Hawkmistress! A DARKOVER NOVEL by Marion Zimmer Bradley

“Your father has given strict orders,” Gwennis said, “Lady Luciella made me throw them out – they’re hardly fit for the hawkmaster’s boy now, those old things. Your new habit’s being made, and you can wear your old one till it’s ready, my pet” She pointed to the riding-skirt and tunic laid out on Romilly’s bed. “Here, my lamb, I’ll help you lace it up.”

“You threw them out?” Romilly exploded, “How dared you?”

“Oh, come, don’t talk like that, my little love, we all have to do what Lady Luciella says, don’t we? That habit still fits you fine, even if it’s a little tight at the waist – see, I let it out for you yesterday, when Lady Luciella told me.”

“I can’t ride Windracer in this!” Romilly wadded up the offending skirts and flung them across the room. “He’s not used to a lady’s saddle, and I hate it, and there aren’t guests or anything like that! Get me some riding breeches,” she stormed, but Gwennis shook her head sternly.

“I can’t do that, lovey, your father’s given orders, you’re not to ride in breeches any more, and it’s about time, you’ll be fifteen ten days before Midsummer, and we must think now about getting you married, and what man will want to marry a hoyden who races around hi breeches like some camp-follower, or one of those scandalous women of the Sisterhood, with sword and ears pierced? Really, Romy, you should be ashamed. A big girl like you, running off to the hawk-house and staying out all night like that – it’s time you were tamed down into a lady!
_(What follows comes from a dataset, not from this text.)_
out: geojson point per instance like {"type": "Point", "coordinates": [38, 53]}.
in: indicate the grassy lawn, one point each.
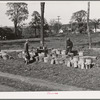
{"type": "Point", "coordinates": [89, 78]}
Now put on your riding-skirts, if you want to ride, and let’s not have any more of this nonsense.”

Romilly stared in horror at her nurse. So this was to be her father’s punishment Worse, far worse than a beating, and she knew that from her father’s orders there would be no appeal.

I wish he had beaten me. At least he would have been dealing with me, directly, with Romilly, with a person. But to turn me over to Luciella, to let her make me into her image of a lady….

“It’s an insult to a decent horse,” Romilly stormed, “I won’t do it!”

She aimed a savage kick at the offending habit on the floor.

“Well, then, lovey, you can just stay inside the house like a lady, you don’t need to ride,” said Gwennis complacently, “You spend too much time in the stables as it is, it’s time you stayed more in the house, and left the hawks and horses to your brothers as you should.”

Appalled, Romilly swallowed down a lump in her throat, looking from the habit on the floor to her beaming nurse. “I expected this of Luciella,” she said, “she hates me, doesn’t she? It’s the sort of spiteful thing Mallina might do, just because she can’t ride a decent horse. But I didn’t think you’d join with them against me, Nurse!”

“Come, you mustn’t talk like that,” Gwennis said, clucking ruefully, “How can you say that about your kind stepmother? I tell you, not many stepmothers with grown daughters are as good to them as Lady Luciella is to you and Mallina, dressing them up in beautiful things when you’re both prettier than she is, knowing Darren’s to be Lord here and her own son only a younger son, not much better than a nedestro! Why, your own mother would have had you out of breeches three years ago, she’d never have let you run around all these years like a hoyden! How can you say that she hates you?”

Romilly looked at the floor, her eyes stinging. It was true; no one could have been kinder to her than Luciella. It would have been easier if Luciella had ever showed her the slightest unkindness. I could fight against her, if she was cruel to me. What can I do now?

And Preciosa would be waiting for her; did Gwennis really think she would leave her own hawk to the hawkmaster’s boy, or even to Davin himself? Her hands shook with fury as she pulled on the detested habit, threadbare blue gabardine and in spite of Gwennis’s alterations, still too tight in the waist, so that the lacings gaped wide over her undertunic. Better to ride in skirts than not to ride at all, she supposed, but if they thought they had beaten her this easily, they could think again!